Um porta-voz do Secretário-Geral das Nações Unidas, António Guterres, afirmou na ocasião estar "muito preocupado com as operações militares indianas".

"Ele [Guterres] pede a máxima contenção militar de ambos os países. O mundo não pode se dar ao luxo de um confronto militar entre a Índia e o Paquistão."

O Secretário de Relações Exteriores do Reino Unido, David Lammy, declarou que as tensões atuais entre a Índia e o Paquistão são uma "séria preocupação".

"O governo do Reino Unido insta a Índia e o Paquistão a demonstrarem contenção e a se engajarem em um diálogo direto para encontrar um caminho diplomático rápido", afirmou ele em um comunicado.

Lammy disse que o Reino Unido mantém um relacionamento próximo e único com ambos os países: "Deixei claro aos meus colegas na Índia e no Paquistão que, se isso se agravar ainda mais, ninguém sairá ganhando".

O Ministério das Relações Exteriores da Rússia declarou em comunicado que está "profundamente preocupado com o aprofundamento do confronto militar".

"A Rússia condena veementemente os atos de terrorismo, opõe-se a qualquer uma de suas manifestações e enfatiza a necessidade de unir os esforços de toda a comunidade internacional para combater eficazmente esse mal", afirma o comunicado.

Soldados indianos

Crédito,Getty Images

Legenda da foto,Índia reforçou esquema de segurança após ataque que matou 26 turistas

'Escalada dramática'

Anbarasan Ethirajan, editor de Sudeste Asiático do Serviço Mundial da BBC, classificou a situação como uma "escalada dramática" e lembrou que os dois rivais têm armas nucleares.

"Embora houvesse expectativas de que a Índia pudesse lançar algum tipo de ação militar, a intensidade dos ataques com mísseis dentro do Paquistão surpreendeu muitos", escreve ele, sobre os eventos do último dia 7 de maio.

"A Índia afirma que alguns dos locais bombardeados estavam ligados a militantes, e que eles não tinham como alvo instalações militares paquistanesas. O Paquistão prometeu retaliação, e a natureza e os alvos dessa retaliação determinarão a contra-reação de Delhi."

"Ambos os países acreditam que podem administrar a escalada, mas as tensões estão altas e é difícil prever o curso de qualquer conflito militar."

Ethirajan destacou que, no passado, os EUA e outros países intervieram para conter as tensões na região.

"Com o foco do governo Trump desviado a outras questões globais, resta saber com que rapidez Washington intervirá para apaziguar a situação. Líderes políticos em ambos os países vão querer mostrar ao público que agiram de forma decisiva e reivindicar a vitória", analisa o editor.
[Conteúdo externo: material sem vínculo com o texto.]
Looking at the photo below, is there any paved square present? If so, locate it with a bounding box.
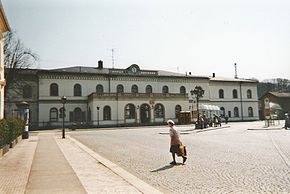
[71,122,290,193]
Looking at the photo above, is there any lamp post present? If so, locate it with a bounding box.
[61,96,66,139]
[97,106,100,126]
[190,86,204,129]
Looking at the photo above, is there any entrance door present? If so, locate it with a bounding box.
[140,104,150,123]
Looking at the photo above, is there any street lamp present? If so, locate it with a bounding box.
[61,96,66,139]
[190,86,204,128]
[97,106,100,126]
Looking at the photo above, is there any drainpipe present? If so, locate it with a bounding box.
[240,82,244,121]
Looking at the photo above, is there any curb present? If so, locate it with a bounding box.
[67,135,162,194]
[248,127,285,131]
[159,125,230,135]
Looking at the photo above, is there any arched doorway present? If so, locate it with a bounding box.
[140,104,150,123]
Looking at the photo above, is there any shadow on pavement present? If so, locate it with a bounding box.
[150,163,182,172]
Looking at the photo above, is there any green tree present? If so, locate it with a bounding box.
[4,32,38,97]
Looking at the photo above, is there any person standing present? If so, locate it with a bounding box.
[167,120,187,165]
[284,113,290,129]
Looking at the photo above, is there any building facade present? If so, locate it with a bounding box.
[3,61,259,128]
[0,1,10,119]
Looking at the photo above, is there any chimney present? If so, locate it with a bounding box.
[98,60,103,69]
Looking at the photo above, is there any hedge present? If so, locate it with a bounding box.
[0,118,24,148]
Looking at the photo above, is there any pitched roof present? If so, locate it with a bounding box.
[269,92,290,98]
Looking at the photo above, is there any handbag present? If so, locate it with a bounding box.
[177,143,187,156]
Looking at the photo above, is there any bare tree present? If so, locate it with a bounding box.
[4,32,38,96]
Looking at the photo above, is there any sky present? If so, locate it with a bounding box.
[2,0,290,81]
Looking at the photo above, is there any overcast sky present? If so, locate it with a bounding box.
[2,0,290,81]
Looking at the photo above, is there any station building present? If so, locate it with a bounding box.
[6,61,259,128]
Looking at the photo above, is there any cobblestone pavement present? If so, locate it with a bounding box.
[0,136,38,194]
[56,135,141,194]
[70,122,290,193]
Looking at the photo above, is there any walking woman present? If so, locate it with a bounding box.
[167,120,187,165]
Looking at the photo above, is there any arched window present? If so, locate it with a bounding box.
[117,84,124,93]
[96,84,104,94]
[50,83,58,96]
[125,104,136,119]
[248,107,254,117]
[219,89,224,98]
[234,107,239,117]
[103,106,111,121]
[49,108,58,122]
[180,86,186,94]
[74,108,82,122]
[247,90,252,99]
[154,104,164,118]
[74,84,82,96]
[131,85,138,93]
[88,107,92,121]
[162,86,169,94]
[175,105,181,118]
[220,107,226,117]
[233,89,238,98]
[22,85,32,98]
[145,85,152,94]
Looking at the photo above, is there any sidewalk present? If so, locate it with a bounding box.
[0,133,160,194]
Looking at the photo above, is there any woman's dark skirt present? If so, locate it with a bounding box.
[170,144,179,153]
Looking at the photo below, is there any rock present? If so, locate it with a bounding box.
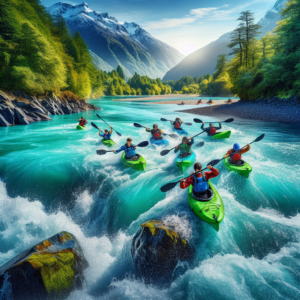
[131,220,194,283]
[0,231,88,300]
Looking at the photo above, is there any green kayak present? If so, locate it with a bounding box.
[76,125,86,130]
[223,157,252,178]
[122,152,147,171]
[175,152,196,172]
[102,139,116,147]
[211,130,231,140]
[188,182,225,231]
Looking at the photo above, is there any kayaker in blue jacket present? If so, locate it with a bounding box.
[99,126,113,140]
[175,136,194,157]
[113,138,139,160]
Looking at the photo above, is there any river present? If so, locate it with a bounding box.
[0,97,300,300]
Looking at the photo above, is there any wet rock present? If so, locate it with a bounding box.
[131,220,194,284]
[0,231,87,300]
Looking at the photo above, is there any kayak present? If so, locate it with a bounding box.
[122,152,147,171]
[223,157,252,178]
[173,128,188,135]
[211,130,231,140]
[76,125,86,130]
[150,137,169,146]
[102,139,116,147]
[188,182,225,231]
[175,152,196,172]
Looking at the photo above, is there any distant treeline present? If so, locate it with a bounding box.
[213,0,300,100]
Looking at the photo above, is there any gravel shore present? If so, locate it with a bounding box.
[180,97,300,123]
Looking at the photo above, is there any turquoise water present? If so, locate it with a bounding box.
[0,98,300,299]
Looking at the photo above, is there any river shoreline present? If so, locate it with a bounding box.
[180,97,300,123]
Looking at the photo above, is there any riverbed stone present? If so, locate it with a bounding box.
[0,231,88,300]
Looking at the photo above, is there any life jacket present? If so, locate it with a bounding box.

Já Jeremy Bowen, editor de Internacional da BBC, pontuou que Índia e Paquistão sabem o que está em jogo numa retomada do conflito.

"Será necessário um grande esforço diplomático para impedir que as tensões se intensifiquem", anteviu ele.

Pessoas que, segundo seus familiares, ficaram feridas em um bombardeio transfronteiriço no setor de Uri recebem tratamento em um hospital na região da Caxemira administrada pela Índia.

Crédito,Reuters

Legenda da foto,Pessoas que, segundo seus familiares, ficaram feridas em um bombardeio transfronteiriço no setor de Uri recebem tratamento em um hospital na região da Caxemira administrada pela Índia

Histórico de conflitos

Desde a criação dos Estados em 1947, a Índia e o Paquistão travaram múltiplas guerras — a maioria centrada na Caxemira.

A primeira eclodiu poucos meses após a fundação dos dois países, e terminou num cessar-fogo mediado pela ONU em 1949.

A região foi dividida, mas as duas nações continuaram a reivindicar controle total do território.

Em 1965, o conflito foi retomado quando as forças paquistanesas cruzaram para a Caxemira administrada pela Índia, o que gerou a ferozes batalhas terrestres e aéreas.

Em 1971, a guerra eclodiu no Paquistão Oriental, onde a Índia apoiava as forças de independência, o que levou à criação de Bangladesh.

O conflito de Kargil, em 1999, viu tropas paquistanesas infiltrarem-se na Caxemira administrada pela Índia. Foi o primeiro confronto entre os rivais com armas nucleares, o que gerou um alarme global.

Nos últimos anos, as tensões aumentaram após ações de grupos militantes: a Índia lançou "operações cirúrgicas" em 2016 após um ataque em Uri e realizou ações militares perto de Balakot em 2019, após um bombardeio em Pulwama.

O Paquistão respondeu com incursões aéreas, o que marcou uma das escaladas mais perigosas em duas décadas.